I just finished reading Unaccustomed Earth, a collection of short stories by Jhumpa Lahiri, and in light of yesterday's post about depression, I thought I'd share this little bit from the story "Year's End."
In brief, it's about a young man whose father has recently remarried and the awkward and reluctant relationship the young man forms with his two new step-sisters, both of whom are much younger than he is. His mother died a few years ago and their father has died and so they are tied together in the sense of loss and being lost that only losing a parent as a child can engender in you.
Lahiri puts it so beautifully when she describes the young man's realization about the girls:
"The knowledge of death seemed present in both sisters--it was something about the way they carried themselves, something that had been broken too soon and had not mended, marking them in spite of their lightheartedness."

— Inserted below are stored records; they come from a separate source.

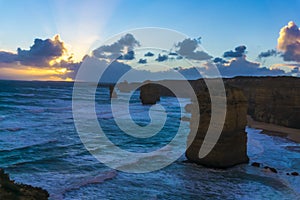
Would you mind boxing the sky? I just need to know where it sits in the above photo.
[0,0,300,80]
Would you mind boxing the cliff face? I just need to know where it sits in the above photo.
[0,169,49,200]
[186,86,249,168]
[225,77,300,129]
[140,83,160,105]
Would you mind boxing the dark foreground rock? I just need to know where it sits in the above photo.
[186,85,249,168]
[0,169,49,200]
[225,77,300,129]
[140,83,160,105]
[251,162,260,167]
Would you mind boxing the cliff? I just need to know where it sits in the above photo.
[186,85,249,168]
[0,169,49,200]
[225,77,300,129]
[140,80,249,168]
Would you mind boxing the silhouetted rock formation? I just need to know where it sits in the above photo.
[140,83,160,105]
[251,162,260,167]
[225,77,300,129]
[0,169,49,200]
[291,172,299,176]
[109,85,117,98]
[264,166,278,174]
[186,86,249,168]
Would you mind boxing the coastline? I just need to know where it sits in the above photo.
[247,115,300,143]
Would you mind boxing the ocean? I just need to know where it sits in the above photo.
[0,80,300,200]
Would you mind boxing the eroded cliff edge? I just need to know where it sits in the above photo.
[140,80,249,168]
[185,85,249,168]
[224,77,300,129]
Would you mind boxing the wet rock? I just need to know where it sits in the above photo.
[0,169,49,200]
[140,83,160,105]
[251,162,261,167]
[109,85,117,98]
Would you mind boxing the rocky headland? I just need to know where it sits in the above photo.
[140,77,300,168]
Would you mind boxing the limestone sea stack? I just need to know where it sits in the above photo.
[186,85,249,168]
[140,83,160,105]
[225,77,300,129]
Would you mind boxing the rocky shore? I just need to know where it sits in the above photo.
[140,77,300,168]
[0,169,49,200]
[185,85,249,168]
[225,77,300,129]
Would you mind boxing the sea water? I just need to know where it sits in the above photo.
[0,81,300,200]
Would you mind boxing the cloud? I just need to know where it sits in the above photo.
[118,51,134,60]
[138,58,147,64]
[0,35,81,80]
[0,51,18,63]
[93,33,140,60]
[277,21,300,62]
[291,67,300,73]
[155,54,168,62]
[217,56,285,77]
[17,35,66,67]
[176,38,212,60]
[258,49,279,59]
[213,57,228,64]
[223,45,247,58]
[0,35,67,67]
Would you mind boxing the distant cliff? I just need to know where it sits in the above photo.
[138,77,300,129]
[185,85,249,168]
[140,80,249,168]
[225,77,300,129]
[140,77,300,168]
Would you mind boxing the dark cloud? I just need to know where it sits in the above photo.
[0,35,66,67]
[258,49,278,59]
[118,51,134,60]
[213,57,228,64]
[223,45,247,58]
[144,51,154,57]
[17,35,66,67]
[138,58,147,64]
[277,22,300,62]
[0,51,18,63]
[93,33,140,60]
[291,67,300,73]
[176,38,212,60]
[155,54,168,62]
[217,56,285,77]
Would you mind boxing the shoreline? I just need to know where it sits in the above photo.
[247,115,300,143]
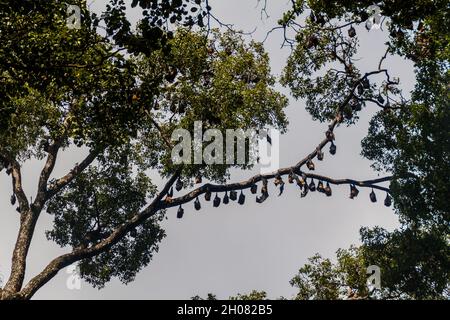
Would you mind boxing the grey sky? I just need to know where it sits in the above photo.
[0,0,414,299]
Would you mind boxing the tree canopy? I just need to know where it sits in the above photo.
[0,0,450,299]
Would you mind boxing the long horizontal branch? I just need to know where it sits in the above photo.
[18,70,390,299]
[158,172,392,209]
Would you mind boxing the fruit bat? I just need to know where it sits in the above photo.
[330,142,337,155]
[325,182,332,197]
[308,179,316,192]
[370,189,377,203]
[306,160,316,171]
[384,193,392,207]
[175,179,183,191]
[213,193,220,208]
[194,197,202,211]
[205,190,211,201]
[350,185,359,199]
[177,205,184,219]
[223,191,230,204]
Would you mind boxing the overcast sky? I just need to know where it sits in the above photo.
[0,0,414,299]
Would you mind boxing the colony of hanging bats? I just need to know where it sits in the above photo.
[165,140,392,219]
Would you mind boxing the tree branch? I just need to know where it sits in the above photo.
[17,169,181,299]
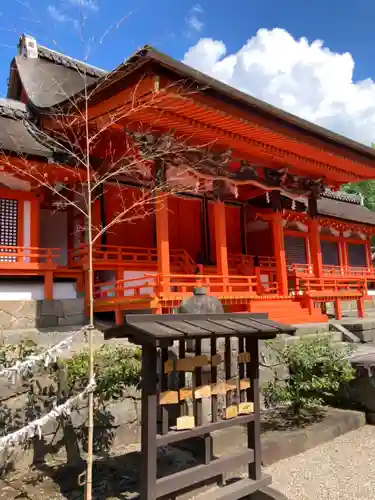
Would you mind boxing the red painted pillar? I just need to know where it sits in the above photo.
[271,212,288,296]
[214,202,229,276]
[155,195,171,293]
[365,239,373,271]
[309,219,323,278]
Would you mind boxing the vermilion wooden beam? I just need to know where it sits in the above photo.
[272,212,288,296]
[155,196,170,293]
[309,219,323,278]
[214,203,229,276]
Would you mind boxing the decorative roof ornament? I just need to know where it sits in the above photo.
[18,34,38,59]
[322,189,364,205]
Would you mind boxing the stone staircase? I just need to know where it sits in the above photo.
[250,299,328,324]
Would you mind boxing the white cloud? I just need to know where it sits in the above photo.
[69,0,99,12]
[186,3,204,32]
[47,5,71,23]
[184,28,375,144]
[47,5,79,29]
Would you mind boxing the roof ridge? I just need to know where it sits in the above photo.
[37,44,108,78]
[0,99,31,120]
[322,188,363,205]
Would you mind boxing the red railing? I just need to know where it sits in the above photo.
[323,265,374,276]
[295,277,367,295]
[94,274,278,299]
[69,244,196,272]
[288,264,313,275]
[0,245,61,269]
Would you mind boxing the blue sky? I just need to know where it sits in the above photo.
[0,0,375,142]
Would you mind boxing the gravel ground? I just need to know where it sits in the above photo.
[267,426,375,500]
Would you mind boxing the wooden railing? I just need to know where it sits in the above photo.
[323,266,374,276]
[288,264,313,275]
[94,274,278,299]
[69,245,196,273]
[228,253,276,269]
[296,276,367,295]
[0,245,61,269]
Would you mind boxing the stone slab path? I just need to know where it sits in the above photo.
[266,425,375,500]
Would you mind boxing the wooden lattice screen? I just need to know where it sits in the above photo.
[0,198,18,262]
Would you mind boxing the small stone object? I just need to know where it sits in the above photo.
[238,402,254,415]
[176,415,195,431]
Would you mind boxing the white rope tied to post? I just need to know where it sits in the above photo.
[0,328,84,384]
[0,378,96,451]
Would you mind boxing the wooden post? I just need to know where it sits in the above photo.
[140,344,157,500]
[155,196,171,294]
[339,236,349,274]
[309,219,323,278]
[271,212,288,296]
[214,202,229,277]
[44,271,53,300]
[30,198,40,248]
[365,238,373,271]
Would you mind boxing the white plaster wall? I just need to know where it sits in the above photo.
[0,280,77,300]
[100,271,156,297]
[40,210,68,266]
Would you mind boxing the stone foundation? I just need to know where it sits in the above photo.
[0,298,85,330]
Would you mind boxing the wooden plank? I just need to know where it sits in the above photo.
[166,321,211,336]
[211,352,223,366]
[237,352,250,364]
[211,382,227,395]
[140,345,157,500]
[156,414,255,446]
[193,354,210,368]
[159,391,179,405]
[225,405,238,419]
[179,387,193,401]
[189,319,236,335]
[201,474,272,500]
[176,415,195,431]
[238,402,254,415]
[194,385,212,399]
[175,358,195,372]
[156,450,254,498]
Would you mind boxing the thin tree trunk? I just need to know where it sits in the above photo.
[85,94,94,500]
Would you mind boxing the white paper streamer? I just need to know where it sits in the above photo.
[0,378,96,451]
[0,329,84,384]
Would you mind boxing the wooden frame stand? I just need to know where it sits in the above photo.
[106,314,294,500]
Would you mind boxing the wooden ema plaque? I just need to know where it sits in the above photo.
[176,415,195,431]
[194,385,211,399]
[159,391,178,405]
[225,405,238,420]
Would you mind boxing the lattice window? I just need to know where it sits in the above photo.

When I read that I had a "wow" shock of recognition. I've never heard it said in exactly that way and it makes all the sense in the world to me. My father died when I was nine and it's affected my entire life since then, resulting in an underlying feeling of having never quite mended. Sigh. I feel like I should attempt to say something meaningful or insightful but I don't know what else to say. It is what it is and I am who I am. I do find some comfort in this story, though. It really feels like she's spoken for me.
Elsiane--"Mend (To Fix, To Repair)" mp3 off Hybrid (buy)
I have a subscription to the New Yorker and I'm WAY behind. I just finished
the last issue of 2007 and it was the Winter Fiction issue and "Year's End"
was (appropriately) the very last story I read. It was such an emotionally
rich and complex story! I wonder how much she changed it from that version
to the version you read...
hmmm, i wonder how much it changed as well. the book was published in 2008,
so maybe by then she didn't change it much?